Execution Principles

  1. Each phase ships with tests, updated compliance docs, and updated AARM alignment. Documentation is not a follow-up task — it ships with the code.

  2. Backward compatibility is non-negotiable. Every new feature is optional. Existing policies work without modification.

  3. Each version is a credible standalone milestone. v0.4.1 can stand alone as "execution authority that is safe with sub-agents." v0.4.2 can stand alone as "enterprise-deployable governance with forensic audit." v0.5.0 can stand alone as "the open-source MCP governance layer." No version depends on the next to be useful.

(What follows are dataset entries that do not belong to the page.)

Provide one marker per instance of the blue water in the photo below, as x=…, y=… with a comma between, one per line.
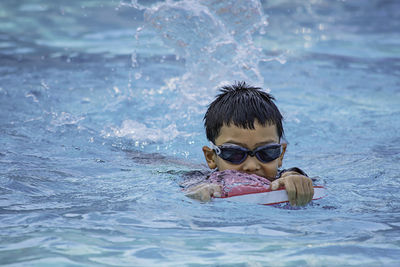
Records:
x=101, y=116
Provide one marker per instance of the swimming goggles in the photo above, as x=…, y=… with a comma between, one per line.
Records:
x=236, y=154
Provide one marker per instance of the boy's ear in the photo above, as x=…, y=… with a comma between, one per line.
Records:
x=209, y=155
x=284, y=146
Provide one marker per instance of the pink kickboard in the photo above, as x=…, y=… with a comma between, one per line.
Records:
x=250, y=188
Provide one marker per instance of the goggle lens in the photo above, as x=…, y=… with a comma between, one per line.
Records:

  4. Implementation evidence over theoretical proposals. Every NIST submission, LinkedIn post, and NCCoE paper reference points to working code, passing tests, and honest gap assessments.

  5. Practitioner language over enterprise marketing language. Developers say "my agent nuked my home directory." Agent Gate documentation should acknowledge that directly, not reframe it as "unintended destructive file system operations."

  6. Acquisition readiness is a non-functional requirement. Every phase should be documented such that a technical acquirer's due diligence team can evaluate it independently. Code quality, test coverage, compliance mapping, and gap honesty all contribute to this.


Research Basis

This roadmap revision is grounded in four research documents produced February 24, 2026:

  • market_research_agent_governance_2026.md — Competitive landscape, gap analysis table, enterprise buyer priorities
  • market_research_agent_governance_2026_v2.md — Independent corroborating competitive analysis, additional vendors (Runlayer, Acuvity/Proofpoint, Cranium), acquisition timeline analysis
  • developer_signal_agent_governance_2026_Opus.md — Practitioner pain points from GitHub issues, HN threads, incident databases
  • developer_signal_agent_governance_2026_Sonnet.md — Corroborating practitioner signal, UpGuard YOLO mode analysis, MCP breach timeline

All four documents are retained as reference material. When roadmap decisions are questioned, the research basis is available for review.